When new owners put together American Lawyer Media six years ago, most of the attention focused on whether their roll-up strategy would succeed. But for me, as a newcomer and a professional watcher, the more interesting question was not about the business strategy but about a sort of organizational experiment in which the new team of senior managers seemed to be engaged: In a craft famous for its outsized egos and petty bickering, could a company succeed without hiring jerks? We won't know for a while, but so far, so good.

I was pleased, therefore, to open the latest Harvard Business Review and find that my observation had been transformed into number seven on the magazine's list of 20 "Breakthrough Ideas for 2004." In a short essay appropriately called "More Trouble than They're Worth," Robert Sutton, a Stanford professor of management science, argued that "there's a simple practice that can make an organization better. . . . [Managers] enforce 'no asshole' rules." He goes on to cite a couple of law firms that have attempted to make their names in the marketplace by adopting just such a policy. And he concludes, mordantly, that maybe the optimal situation is an organization that, despite its best efforts, still has one or two jerks running loose. They then become models who "show everyone else what not to do."

This is, as we all know, a real issue in some law firms. There are a few places where being an arrogant ass is not a badge of honor but a requirement for admission. We may not like dealing with them, but we can all respect the honesty of their consistent in-your-face approach to hiring. But most places don't aspire to that Hobbesian state; they don't want their partners fighting; they don't want screamers in the hallways; they don't want books or BlackBerrys hurled in frustration.

This, then, is the moment to institute a firmwide Jerk Audit. Most firms are in that blessed period between the end-of-year jousting over points and the arrival of the new, delicate, heavily recruited, $2,500-a-week Phi Betes who have surely read about but never actually witnessed a defenestration.
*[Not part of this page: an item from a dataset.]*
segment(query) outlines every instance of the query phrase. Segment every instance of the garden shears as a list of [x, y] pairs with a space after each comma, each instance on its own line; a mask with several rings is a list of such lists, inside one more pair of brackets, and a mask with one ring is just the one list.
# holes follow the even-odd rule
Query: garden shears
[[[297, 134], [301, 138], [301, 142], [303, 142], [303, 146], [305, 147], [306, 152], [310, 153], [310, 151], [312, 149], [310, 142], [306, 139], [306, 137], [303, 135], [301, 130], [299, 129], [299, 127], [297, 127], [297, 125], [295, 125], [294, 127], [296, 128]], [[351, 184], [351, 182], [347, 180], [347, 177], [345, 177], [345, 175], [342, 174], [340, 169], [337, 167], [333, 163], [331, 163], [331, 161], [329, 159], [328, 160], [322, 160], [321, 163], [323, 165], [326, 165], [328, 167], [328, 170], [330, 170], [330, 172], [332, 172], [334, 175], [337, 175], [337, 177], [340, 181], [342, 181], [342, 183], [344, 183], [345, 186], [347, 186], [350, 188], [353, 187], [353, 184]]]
A formal audit may be unnecessary, because many of you will have a list of usual suspects in need of reeducation. But a process--be it a series of off-the-record lunches with staff and junior associates or a formal survey--will send a message to the firm, provided that you act on the problems.

Partnership and brilliance have their privileges. And, to their credit, most lawyers seem to manage a decent politeness even under stress. Which only makes the outliers seem worse. At a minimum, what I'm suggesting is that you ask yourselves this question: Why do we put up with this behavior? If the answer is 2,500 value-billed hours, at least you will have identified your priorities without incurring the cost of a consultant.

To vary the old saw: can't live with them, can live without them. That's easy when they're associates, hard when partners, harder still when they're partners with real business who bridle at the thought of behavior modification. But there is a price to doing nothing.

For backbone--sorry, for expert confirmation--I refer you to number 11 on the HBR list: Accentuate the Positive. This is a paean to a new field of study called Positive Organization Scholarship, or POS. The early returns of POS suggest that successful organizations "carefully protect and nurture" employees. "It's beginning to look," the magazine concludes, "as if a positive workplace atmosphere is worth developing, and not merely for its own sake; it may be the foundation of true organizational success."

As with so much else in the law and life, it's a balancing test: true organization success or enabling the jerk? The good news is that you get to choose.